White Men Run One of America’s Most Diverse Companies
By many metrics, TJX Cos. looks like a beacon of diversity—more than three-quarters of employees are women, people of color make up more than half the workforce, and the retail company is considered a top employer for gay people and for people with disabilities.
Yet, with the shift of former Chief Executive Officer Carol Meyrowitz to executive chairman last year, all of the top executives at the parent company of TJ Maxx and other retail brands are white men. That’s not acceptable, says shareholder NorthStar Asset Management Inc., which is asking the board to make part of current CEO Ernie Herrman’s compensation contingent on diversifying his top corporate officers.
"TJX’s primary customer base is likely represented by the store workers and the store management, rather than what you see in the C-suite,” NorthStar CEO Julie Goodridge said in an interview. "As management gets further and further away from their customer base, that’s when they start making stupid decisions around merchandising, and that’s something we’re concerned about."
Like many investors that take up social issues with public companies, NorthStar is small by assets -- the all-female firm has just $300 million under management -- but it has successfully extracted some concessions. A handful of target companies, including CVS, IBM and Costco agreed this year to add language to value diversity at the board-of-directors level after discussions with NorthStar, Goodridge said.
TJX, which is also the parent company of Homegoods and Marshalls, recommended that investors vote against Northstar’s proposal, noting in its proxy filing that the four-member compensation committee includes two women. It also pointed out that the company has been listed as a best place to work for Hispanic workers, recent college graduates and Canadians and has hired more than 2,600 veterans, well on its way to a 2018 goal of 3,000, according to its 2016 corporate responsibility report. The company had no additional comment.
Now that most S&P 500 companies have at least two women on their boards of directors, activists have shifted their focus to top management. More than 95 percent of S&P 500 CEOs, 90 percent of top earners, and three-quarters of senior executives are men, according to Catalyst—even though more than 44 percent of employees among those companies are female.
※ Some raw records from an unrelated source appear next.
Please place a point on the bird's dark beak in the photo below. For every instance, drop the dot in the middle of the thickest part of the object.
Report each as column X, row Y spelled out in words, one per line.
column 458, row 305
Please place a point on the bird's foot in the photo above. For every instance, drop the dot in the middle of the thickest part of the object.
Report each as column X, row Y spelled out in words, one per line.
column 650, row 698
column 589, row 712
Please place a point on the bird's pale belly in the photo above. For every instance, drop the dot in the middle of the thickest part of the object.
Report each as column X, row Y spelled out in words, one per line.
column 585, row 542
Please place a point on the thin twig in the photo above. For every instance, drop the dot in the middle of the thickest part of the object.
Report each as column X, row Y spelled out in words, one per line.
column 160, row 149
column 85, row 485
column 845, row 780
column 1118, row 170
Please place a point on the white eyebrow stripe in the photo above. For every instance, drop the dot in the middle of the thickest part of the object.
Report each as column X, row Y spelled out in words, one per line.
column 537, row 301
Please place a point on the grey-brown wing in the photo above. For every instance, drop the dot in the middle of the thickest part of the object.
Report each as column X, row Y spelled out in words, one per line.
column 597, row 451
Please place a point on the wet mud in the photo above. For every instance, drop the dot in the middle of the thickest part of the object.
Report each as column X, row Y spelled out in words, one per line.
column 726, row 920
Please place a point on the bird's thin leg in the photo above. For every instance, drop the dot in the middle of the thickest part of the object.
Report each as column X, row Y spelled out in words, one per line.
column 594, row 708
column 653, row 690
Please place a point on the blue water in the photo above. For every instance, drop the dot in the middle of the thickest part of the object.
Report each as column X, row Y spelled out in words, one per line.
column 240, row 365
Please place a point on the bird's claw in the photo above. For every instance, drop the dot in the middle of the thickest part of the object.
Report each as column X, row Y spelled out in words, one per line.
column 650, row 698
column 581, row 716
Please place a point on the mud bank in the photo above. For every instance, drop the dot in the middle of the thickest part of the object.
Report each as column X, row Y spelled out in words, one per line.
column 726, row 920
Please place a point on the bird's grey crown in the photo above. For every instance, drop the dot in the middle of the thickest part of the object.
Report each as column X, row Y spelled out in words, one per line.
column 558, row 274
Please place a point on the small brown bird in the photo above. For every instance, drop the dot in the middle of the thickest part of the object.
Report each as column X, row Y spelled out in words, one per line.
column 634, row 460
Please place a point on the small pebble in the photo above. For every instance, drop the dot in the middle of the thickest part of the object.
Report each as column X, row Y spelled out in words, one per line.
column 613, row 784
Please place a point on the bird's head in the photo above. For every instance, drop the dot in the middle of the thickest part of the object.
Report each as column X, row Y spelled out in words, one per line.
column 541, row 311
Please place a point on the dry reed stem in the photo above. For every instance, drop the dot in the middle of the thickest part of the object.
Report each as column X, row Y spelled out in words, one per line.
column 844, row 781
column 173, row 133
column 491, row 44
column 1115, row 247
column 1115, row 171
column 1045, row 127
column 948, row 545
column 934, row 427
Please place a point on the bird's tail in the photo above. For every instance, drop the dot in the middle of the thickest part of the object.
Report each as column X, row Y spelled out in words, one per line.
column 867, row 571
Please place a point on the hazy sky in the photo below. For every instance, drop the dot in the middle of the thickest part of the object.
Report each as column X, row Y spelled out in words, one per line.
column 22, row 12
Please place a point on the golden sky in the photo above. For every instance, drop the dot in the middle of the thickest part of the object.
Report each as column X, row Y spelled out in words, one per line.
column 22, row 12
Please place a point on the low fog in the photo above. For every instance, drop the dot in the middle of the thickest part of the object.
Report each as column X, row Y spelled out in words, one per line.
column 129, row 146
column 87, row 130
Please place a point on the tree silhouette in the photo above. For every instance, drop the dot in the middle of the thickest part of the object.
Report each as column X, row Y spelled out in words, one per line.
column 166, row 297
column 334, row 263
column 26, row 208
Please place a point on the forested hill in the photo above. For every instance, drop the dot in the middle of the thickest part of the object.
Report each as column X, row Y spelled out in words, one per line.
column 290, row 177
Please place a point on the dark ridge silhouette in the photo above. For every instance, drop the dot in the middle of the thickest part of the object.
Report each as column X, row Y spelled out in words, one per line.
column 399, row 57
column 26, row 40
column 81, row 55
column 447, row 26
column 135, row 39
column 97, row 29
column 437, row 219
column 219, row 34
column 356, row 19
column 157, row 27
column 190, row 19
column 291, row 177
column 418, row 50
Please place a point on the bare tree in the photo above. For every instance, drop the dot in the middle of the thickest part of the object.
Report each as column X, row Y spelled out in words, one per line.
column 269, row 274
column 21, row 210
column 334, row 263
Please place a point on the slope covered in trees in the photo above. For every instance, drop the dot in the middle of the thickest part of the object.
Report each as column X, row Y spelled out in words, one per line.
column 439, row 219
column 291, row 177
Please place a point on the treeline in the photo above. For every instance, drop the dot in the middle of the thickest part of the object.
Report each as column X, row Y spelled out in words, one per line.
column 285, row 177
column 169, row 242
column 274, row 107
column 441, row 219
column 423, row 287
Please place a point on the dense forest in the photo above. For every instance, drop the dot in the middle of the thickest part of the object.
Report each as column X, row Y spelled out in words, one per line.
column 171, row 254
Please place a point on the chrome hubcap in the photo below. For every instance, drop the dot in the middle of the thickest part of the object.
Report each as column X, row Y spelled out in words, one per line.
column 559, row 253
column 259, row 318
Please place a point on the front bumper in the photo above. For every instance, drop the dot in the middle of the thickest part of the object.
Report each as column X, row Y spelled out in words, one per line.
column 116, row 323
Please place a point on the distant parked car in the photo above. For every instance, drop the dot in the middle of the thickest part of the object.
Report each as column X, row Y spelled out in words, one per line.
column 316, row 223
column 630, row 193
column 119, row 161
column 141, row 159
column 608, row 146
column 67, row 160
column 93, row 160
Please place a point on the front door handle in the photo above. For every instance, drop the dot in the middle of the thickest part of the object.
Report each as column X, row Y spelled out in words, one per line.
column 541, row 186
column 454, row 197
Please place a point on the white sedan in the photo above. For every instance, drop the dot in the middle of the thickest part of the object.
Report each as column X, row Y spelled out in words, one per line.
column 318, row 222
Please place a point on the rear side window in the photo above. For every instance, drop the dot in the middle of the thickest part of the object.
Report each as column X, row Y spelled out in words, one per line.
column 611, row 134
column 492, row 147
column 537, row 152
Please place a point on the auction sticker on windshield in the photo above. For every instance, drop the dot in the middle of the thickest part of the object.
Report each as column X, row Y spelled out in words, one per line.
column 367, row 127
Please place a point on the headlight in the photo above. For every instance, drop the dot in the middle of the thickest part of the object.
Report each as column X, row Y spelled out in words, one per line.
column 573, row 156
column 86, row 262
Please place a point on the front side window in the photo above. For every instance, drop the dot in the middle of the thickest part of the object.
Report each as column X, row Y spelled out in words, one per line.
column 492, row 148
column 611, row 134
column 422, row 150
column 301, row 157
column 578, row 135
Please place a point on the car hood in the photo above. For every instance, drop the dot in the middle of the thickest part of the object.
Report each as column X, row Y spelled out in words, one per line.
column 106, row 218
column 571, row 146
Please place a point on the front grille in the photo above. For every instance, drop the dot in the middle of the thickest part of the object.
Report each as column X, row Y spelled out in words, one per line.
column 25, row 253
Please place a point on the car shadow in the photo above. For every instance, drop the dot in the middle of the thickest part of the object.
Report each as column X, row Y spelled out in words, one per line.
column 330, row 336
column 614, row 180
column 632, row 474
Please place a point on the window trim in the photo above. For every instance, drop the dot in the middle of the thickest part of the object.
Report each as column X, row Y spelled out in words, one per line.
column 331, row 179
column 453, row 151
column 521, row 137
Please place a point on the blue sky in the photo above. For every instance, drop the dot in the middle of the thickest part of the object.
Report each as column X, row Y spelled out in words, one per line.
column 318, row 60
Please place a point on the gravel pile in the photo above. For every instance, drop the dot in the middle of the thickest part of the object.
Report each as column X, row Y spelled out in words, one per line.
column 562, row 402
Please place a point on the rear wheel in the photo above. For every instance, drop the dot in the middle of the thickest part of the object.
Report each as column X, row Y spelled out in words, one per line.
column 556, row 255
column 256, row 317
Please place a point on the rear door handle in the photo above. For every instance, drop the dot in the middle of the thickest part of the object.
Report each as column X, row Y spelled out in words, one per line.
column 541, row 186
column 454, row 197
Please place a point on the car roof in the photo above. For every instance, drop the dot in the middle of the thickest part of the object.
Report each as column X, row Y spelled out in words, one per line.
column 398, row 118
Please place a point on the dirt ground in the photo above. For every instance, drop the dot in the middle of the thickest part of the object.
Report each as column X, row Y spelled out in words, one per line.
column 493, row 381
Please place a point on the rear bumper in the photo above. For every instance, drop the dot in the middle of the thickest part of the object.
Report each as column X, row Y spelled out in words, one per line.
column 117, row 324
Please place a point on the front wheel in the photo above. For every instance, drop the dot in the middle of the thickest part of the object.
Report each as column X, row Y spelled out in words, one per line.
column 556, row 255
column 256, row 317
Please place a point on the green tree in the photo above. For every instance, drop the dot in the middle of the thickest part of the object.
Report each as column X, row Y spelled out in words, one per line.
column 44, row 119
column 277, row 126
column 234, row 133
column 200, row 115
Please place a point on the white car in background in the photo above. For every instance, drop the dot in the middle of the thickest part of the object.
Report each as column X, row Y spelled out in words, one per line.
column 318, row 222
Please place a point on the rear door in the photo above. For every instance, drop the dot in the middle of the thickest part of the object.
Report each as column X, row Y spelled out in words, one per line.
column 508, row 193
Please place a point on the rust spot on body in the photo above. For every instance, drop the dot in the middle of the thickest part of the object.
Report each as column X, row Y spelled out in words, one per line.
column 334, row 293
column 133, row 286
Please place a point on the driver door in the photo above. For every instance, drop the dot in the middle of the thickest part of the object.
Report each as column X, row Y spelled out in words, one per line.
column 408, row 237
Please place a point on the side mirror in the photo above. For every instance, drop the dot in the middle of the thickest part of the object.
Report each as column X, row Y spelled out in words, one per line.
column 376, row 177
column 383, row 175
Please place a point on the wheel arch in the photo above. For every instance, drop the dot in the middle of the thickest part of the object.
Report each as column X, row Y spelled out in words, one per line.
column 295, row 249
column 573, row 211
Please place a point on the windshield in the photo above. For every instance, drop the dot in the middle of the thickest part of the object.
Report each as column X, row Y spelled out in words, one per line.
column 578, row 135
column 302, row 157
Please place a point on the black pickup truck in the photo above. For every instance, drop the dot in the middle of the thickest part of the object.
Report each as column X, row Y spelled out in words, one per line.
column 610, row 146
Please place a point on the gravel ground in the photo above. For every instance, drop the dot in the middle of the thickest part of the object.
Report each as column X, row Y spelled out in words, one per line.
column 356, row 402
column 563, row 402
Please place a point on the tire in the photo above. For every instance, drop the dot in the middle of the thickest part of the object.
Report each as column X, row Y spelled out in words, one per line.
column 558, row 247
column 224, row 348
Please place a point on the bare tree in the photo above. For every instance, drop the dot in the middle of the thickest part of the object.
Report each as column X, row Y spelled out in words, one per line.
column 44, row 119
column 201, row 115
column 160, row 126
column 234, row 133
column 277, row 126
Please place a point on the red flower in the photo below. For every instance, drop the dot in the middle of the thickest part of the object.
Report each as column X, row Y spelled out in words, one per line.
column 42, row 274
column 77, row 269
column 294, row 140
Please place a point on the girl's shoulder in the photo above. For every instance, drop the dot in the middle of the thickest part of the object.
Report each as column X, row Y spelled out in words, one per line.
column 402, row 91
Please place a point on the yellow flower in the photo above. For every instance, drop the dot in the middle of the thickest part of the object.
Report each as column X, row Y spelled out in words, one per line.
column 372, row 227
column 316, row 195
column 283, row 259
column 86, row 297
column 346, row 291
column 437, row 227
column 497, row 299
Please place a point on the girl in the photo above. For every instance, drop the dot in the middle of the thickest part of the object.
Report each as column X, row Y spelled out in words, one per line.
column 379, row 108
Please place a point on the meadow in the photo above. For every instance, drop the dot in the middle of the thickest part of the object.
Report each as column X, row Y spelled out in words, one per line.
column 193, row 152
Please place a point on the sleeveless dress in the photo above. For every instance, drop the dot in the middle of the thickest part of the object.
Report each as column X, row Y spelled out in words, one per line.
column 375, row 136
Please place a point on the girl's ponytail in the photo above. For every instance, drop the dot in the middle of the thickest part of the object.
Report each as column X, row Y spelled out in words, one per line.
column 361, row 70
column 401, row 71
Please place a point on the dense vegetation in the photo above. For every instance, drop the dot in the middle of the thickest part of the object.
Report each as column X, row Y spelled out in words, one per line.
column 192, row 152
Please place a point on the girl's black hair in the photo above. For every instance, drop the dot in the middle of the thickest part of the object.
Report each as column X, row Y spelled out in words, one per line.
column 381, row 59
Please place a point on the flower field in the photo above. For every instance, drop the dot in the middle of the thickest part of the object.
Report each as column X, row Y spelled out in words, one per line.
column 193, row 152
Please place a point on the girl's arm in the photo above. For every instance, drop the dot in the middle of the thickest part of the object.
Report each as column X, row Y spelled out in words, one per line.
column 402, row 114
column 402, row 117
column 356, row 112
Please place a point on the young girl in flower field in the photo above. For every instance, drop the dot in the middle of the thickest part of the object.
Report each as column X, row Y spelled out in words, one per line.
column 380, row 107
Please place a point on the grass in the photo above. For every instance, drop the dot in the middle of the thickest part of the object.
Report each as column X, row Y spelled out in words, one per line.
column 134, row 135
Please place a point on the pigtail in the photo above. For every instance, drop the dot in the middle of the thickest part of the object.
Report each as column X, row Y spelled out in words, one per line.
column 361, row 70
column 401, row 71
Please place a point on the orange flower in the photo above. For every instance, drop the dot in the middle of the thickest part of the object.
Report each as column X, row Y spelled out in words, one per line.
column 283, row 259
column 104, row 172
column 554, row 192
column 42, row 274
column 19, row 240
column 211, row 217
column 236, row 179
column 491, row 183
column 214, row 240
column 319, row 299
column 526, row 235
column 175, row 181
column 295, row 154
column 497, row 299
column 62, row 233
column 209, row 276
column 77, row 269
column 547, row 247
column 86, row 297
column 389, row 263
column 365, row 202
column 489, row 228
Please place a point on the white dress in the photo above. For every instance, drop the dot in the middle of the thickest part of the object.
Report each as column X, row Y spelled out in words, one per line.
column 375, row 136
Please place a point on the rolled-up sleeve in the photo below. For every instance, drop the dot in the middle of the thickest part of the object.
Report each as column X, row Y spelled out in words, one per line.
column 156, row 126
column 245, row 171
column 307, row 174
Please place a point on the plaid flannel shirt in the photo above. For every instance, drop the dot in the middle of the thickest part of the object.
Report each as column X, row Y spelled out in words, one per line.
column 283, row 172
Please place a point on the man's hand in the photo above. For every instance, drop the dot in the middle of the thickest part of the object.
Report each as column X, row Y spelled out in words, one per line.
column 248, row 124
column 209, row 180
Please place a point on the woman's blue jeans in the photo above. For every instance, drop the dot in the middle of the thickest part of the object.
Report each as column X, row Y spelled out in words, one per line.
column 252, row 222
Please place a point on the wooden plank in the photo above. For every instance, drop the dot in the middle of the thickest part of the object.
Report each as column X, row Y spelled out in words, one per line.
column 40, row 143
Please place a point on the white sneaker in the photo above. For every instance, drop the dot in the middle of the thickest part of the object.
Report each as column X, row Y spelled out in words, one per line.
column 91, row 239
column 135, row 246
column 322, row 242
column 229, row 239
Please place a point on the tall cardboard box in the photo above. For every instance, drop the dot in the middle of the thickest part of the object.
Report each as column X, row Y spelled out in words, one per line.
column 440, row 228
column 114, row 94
TJX isn’t the only retailer under fire for diversity practices. CtW Investment Group is encouraging Urban Outfitters shareholders to vote against the reelection of two directors, saying the board’s “extreme insularity” has contributed to the company’s weak performance. CtW, a union-affiliated firm that often takes up corporate-governance issues, highlighted the homogeneity of the Urban Outfitters board, which includes two women, one of whom is married to the CEO. (She is also chief creative officer of one of the company’s brands.)
NorthStar, based in Boston, filed six proposals this year asking companies to seek greater board diversity. All six agreed, and the fund withdrew its proposals. But the fund was unable to reach an agreement with TJX, so shareholders will vote on the proposal at a June 6 annual meeting. The fund made the same proposal last year, which 5 percent of TJX shareholders supported.
"Race and gender are hugely related to retail, so it should be a no-brainer to really look for talent or promote people from the bottom up," Goodridge said. "They’ve essentially got low-paid labor that is diverse, with a bunch of white people on top."
Among the 27 similar proxy issues on management diversity in the past decade, none have passed or even garnered more than 10 percent of shareholder votes, according to ISS Corporate Solutions, a corporate governance consulting group and unit of Institutional Shareholder Services. Seven more are pending this year, including the TJX proposal, ISS said.